Christmas thoughts

Categories: uncategorized

Date: 24 December 2008 11:36:25

I doubt we'll be on the computer tomorrow, so I take this opportunity to wish you all a really lovely Christmas and to thank you, too, for your amazing support for us through all the traumas (and delights, she says, as she hears frantic squeaking from the far corner of the room!) of this year.

Two years someone said to me that Christmas was the worst possible time for my dad to die. But what better time? The message of Christmas is that God loved us far too much to allow death to be the end. The promise of eternal life is never stronger than at Christmas or at Easter. If that baby hadn't been born in Bethlehem, then there'd have been more need to mourn the loss of my Dad.

That hope and promise is just as important to me today. The birth of Christ was a clear signal from God that we are not alone, even in our darkest hour. That He loves and cares so much for us that He was willing to take on tremendous suffering in order to bring us into the light.

Though not a Catholic, I think often of Mary at Christmas - in fact, ever since taking on the role of Mary for the nativity play on Ship of Fools I've felt a strong empathy.
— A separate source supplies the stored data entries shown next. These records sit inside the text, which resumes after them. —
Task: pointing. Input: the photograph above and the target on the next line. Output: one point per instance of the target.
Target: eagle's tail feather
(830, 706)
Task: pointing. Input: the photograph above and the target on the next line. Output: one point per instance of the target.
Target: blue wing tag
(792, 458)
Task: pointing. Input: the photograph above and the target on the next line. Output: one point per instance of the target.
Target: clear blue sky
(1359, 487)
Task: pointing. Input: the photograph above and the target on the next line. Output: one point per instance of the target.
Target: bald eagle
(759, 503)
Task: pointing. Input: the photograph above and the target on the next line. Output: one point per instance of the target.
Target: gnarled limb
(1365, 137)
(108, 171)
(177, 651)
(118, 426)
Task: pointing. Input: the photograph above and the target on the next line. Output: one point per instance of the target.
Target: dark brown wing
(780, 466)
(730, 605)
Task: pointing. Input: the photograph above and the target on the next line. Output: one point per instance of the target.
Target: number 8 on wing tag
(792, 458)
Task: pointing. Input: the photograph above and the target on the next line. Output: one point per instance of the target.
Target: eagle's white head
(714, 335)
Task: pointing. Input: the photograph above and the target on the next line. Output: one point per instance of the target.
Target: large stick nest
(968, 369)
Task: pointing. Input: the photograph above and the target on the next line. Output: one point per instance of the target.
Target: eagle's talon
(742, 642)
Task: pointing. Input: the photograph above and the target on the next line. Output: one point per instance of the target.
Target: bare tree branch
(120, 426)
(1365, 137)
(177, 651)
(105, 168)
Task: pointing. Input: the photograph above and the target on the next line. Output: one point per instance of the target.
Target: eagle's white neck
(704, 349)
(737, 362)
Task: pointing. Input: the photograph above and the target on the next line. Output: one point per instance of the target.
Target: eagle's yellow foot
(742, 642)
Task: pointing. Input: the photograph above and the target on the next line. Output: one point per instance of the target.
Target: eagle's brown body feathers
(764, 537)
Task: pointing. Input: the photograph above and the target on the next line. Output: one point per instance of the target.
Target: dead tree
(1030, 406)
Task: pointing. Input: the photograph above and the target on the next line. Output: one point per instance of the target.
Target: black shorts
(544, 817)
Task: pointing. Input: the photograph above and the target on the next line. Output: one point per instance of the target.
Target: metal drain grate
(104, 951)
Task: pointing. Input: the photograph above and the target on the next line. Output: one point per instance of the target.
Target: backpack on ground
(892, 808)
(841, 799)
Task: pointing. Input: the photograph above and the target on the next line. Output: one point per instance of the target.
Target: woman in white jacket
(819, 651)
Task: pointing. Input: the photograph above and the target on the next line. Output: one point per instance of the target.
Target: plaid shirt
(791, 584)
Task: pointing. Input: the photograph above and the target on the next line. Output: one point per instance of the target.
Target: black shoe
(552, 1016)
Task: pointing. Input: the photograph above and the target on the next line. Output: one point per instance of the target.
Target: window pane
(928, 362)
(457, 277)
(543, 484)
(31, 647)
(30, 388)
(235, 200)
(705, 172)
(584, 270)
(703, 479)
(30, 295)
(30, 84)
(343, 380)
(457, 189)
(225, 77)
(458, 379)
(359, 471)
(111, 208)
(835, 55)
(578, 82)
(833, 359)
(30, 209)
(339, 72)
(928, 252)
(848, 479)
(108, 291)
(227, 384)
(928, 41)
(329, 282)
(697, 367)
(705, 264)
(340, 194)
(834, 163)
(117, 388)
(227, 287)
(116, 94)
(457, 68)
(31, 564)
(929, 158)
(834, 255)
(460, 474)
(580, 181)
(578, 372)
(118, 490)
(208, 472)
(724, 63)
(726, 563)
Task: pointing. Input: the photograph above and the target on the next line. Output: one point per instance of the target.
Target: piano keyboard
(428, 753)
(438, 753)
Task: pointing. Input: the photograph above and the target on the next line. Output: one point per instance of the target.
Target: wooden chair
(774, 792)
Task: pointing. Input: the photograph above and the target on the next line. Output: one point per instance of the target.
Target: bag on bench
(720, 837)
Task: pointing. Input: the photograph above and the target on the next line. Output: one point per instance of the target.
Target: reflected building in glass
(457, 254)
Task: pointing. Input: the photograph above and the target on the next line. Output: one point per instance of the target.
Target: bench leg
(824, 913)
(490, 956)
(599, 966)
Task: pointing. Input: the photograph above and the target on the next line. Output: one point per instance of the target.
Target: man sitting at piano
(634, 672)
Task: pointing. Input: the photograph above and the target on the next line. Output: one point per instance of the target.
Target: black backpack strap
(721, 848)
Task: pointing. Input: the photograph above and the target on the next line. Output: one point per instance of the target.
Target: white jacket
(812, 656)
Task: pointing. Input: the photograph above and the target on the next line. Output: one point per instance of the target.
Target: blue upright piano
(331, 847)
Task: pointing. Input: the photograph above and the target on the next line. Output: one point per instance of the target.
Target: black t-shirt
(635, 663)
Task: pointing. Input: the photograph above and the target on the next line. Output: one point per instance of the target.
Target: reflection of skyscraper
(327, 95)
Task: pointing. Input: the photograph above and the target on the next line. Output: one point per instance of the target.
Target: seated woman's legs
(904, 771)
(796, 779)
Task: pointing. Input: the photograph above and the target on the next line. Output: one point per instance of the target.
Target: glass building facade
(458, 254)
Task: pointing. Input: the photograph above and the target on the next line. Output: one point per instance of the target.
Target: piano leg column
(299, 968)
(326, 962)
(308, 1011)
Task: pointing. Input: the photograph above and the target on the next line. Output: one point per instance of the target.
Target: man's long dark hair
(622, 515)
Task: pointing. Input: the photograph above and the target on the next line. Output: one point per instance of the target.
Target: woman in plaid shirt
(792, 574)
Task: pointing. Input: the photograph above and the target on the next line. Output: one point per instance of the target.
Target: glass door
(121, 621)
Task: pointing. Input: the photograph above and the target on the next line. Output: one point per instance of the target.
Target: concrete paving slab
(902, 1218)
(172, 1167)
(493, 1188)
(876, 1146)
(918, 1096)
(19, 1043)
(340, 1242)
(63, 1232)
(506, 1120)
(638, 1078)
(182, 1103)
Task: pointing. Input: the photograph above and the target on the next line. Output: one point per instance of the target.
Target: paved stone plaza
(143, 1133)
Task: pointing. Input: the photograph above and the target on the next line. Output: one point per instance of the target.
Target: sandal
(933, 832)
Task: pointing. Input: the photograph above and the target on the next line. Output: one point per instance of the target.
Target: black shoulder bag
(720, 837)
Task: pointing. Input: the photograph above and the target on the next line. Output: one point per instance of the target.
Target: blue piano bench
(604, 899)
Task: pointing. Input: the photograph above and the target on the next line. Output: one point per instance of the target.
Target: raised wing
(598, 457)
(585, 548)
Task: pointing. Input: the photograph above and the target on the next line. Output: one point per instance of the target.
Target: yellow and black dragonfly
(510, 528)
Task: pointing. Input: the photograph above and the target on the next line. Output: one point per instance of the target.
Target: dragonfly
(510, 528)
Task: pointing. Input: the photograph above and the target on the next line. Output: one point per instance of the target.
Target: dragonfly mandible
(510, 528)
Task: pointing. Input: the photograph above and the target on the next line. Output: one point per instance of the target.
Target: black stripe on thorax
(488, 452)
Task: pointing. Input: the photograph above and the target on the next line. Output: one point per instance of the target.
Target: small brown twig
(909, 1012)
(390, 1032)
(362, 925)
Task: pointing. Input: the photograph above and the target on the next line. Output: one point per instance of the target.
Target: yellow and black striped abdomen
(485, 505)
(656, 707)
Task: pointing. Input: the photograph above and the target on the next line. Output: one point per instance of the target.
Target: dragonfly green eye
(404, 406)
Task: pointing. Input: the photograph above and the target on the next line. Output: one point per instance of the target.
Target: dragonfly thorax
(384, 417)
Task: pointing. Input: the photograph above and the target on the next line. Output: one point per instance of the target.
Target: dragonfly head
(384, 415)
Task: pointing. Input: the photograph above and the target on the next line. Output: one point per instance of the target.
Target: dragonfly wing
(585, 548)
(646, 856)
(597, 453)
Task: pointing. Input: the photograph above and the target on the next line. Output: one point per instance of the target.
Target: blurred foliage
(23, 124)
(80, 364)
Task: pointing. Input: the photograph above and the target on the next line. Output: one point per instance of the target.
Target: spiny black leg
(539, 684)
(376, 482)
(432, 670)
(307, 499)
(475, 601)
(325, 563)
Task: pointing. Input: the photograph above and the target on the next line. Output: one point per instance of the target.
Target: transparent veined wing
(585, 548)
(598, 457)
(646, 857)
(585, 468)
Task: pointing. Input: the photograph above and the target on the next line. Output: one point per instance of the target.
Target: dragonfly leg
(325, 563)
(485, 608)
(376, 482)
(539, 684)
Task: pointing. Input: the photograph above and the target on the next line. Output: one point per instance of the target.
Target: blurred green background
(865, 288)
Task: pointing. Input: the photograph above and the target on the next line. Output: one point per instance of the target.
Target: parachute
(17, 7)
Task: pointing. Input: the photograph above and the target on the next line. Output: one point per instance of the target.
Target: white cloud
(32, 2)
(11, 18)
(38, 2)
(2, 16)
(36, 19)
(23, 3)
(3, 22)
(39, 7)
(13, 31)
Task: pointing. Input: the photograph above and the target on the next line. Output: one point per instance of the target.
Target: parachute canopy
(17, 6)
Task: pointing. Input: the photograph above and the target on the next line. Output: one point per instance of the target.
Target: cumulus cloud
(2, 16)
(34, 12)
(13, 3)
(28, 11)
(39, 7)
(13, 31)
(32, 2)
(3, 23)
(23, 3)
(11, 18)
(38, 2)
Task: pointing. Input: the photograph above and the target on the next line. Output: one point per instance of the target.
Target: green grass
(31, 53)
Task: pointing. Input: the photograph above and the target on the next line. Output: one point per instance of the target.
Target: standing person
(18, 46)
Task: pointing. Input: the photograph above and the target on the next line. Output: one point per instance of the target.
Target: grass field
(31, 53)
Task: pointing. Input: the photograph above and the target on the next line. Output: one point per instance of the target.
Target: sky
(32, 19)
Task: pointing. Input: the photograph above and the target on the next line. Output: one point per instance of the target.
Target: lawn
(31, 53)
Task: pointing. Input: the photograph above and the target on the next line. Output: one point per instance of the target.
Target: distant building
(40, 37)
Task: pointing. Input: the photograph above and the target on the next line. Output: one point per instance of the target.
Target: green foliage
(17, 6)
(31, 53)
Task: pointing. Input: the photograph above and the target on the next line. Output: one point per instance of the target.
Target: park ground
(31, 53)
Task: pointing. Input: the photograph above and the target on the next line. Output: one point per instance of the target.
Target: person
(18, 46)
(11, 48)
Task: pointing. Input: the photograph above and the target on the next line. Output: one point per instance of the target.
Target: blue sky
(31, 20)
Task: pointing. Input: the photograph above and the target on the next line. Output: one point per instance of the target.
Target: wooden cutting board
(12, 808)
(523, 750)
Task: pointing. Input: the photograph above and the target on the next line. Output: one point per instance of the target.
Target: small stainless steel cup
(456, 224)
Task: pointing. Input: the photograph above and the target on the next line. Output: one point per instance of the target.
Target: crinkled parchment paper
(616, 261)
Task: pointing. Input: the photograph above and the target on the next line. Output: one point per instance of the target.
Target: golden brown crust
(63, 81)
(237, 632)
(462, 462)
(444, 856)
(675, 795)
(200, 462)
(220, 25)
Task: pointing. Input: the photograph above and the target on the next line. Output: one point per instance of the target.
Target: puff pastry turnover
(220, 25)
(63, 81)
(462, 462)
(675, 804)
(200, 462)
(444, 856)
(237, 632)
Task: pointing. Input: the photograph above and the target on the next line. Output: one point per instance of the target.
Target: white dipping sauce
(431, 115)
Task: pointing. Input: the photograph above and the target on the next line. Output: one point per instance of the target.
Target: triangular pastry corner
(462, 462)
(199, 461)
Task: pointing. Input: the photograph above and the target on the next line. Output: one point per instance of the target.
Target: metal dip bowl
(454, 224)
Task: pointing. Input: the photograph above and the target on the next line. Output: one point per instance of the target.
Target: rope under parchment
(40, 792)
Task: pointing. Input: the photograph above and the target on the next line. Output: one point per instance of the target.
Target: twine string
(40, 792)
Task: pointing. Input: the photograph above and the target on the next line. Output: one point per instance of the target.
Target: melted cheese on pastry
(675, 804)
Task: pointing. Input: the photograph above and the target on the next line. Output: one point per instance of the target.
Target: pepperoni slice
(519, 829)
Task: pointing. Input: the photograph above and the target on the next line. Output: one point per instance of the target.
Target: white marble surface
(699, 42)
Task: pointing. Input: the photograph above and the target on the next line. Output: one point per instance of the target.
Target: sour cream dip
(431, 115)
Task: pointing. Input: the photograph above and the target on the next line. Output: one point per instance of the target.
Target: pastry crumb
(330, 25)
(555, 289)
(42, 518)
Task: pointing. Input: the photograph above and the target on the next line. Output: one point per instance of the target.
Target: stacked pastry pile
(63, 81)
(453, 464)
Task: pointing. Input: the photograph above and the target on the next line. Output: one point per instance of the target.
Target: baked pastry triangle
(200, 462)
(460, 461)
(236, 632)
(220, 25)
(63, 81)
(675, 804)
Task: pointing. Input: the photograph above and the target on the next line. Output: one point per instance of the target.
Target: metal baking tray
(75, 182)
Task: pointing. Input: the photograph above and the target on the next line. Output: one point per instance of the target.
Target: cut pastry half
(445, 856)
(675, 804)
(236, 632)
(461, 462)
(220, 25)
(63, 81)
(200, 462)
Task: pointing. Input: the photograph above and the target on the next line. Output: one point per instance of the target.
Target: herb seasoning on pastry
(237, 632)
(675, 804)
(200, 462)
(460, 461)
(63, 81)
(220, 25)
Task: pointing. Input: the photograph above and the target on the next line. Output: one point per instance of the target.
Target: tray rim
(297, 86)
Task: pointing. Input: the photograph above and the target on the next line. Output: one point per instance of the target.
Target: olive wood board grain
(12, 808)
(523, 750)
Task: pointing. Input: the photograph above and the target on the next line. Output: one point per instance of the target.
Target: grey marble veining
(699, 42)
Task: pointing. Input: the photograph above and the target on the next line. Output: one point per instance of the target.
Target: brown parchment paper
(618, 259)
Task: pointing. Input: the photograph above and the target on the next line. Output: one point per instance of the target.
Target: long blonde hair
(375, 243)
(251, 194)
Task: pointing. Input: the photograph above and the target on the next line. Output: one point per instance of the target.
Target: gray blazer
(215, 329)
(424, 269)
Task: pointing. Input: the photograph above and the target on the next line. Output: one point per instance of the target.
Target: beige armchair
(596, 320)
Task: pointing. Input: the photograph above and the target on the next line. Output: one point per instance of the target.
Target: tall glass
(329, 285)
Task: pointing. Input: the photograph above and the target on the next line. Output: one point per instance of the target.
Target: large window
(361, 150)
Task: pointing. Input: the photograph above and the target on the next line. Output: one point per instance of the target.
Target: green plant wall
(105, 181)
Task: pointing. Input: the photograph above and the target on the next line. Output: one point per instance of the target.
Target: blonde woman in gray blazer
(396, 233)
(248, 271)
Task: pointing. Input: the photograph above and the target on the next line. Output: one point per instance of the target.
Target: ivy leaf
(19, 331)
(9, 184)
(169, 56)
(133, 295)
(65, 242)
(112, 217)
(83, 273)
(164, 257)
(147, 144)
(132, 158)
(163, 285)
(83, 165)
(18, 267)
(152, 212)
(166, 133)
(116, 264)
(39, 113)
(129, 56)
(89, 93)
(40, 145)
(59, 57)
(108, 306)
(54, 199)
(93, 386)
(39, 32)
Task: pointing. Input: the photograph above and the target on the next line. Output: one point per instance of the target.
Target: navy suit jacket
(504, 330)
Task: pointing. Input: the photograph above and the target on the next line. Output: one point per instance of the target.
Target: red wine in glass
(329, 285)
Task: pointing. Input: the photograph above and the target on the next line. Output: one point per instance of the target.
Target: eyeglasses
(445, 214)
When you adopt a child, you're told that it's not going to be easy, that there'll be heartache and trauma - Mary knew that too when she accepted God's will for her, and more so by far than what we're going through. It's a scary thing to say to God "I trust you. I will do what you ask of me". Yet Mary did it, and at such an early age too. A single mother for a time, too.

The worries of tomorrow will wait until the time is right, and I have to trust that God will be there by my side every step of the way as I make decisions and wait for decisions to be made which will affect my life and the lives of those I love. But for the moment there is only one thing of importance. The birth of a Saviour.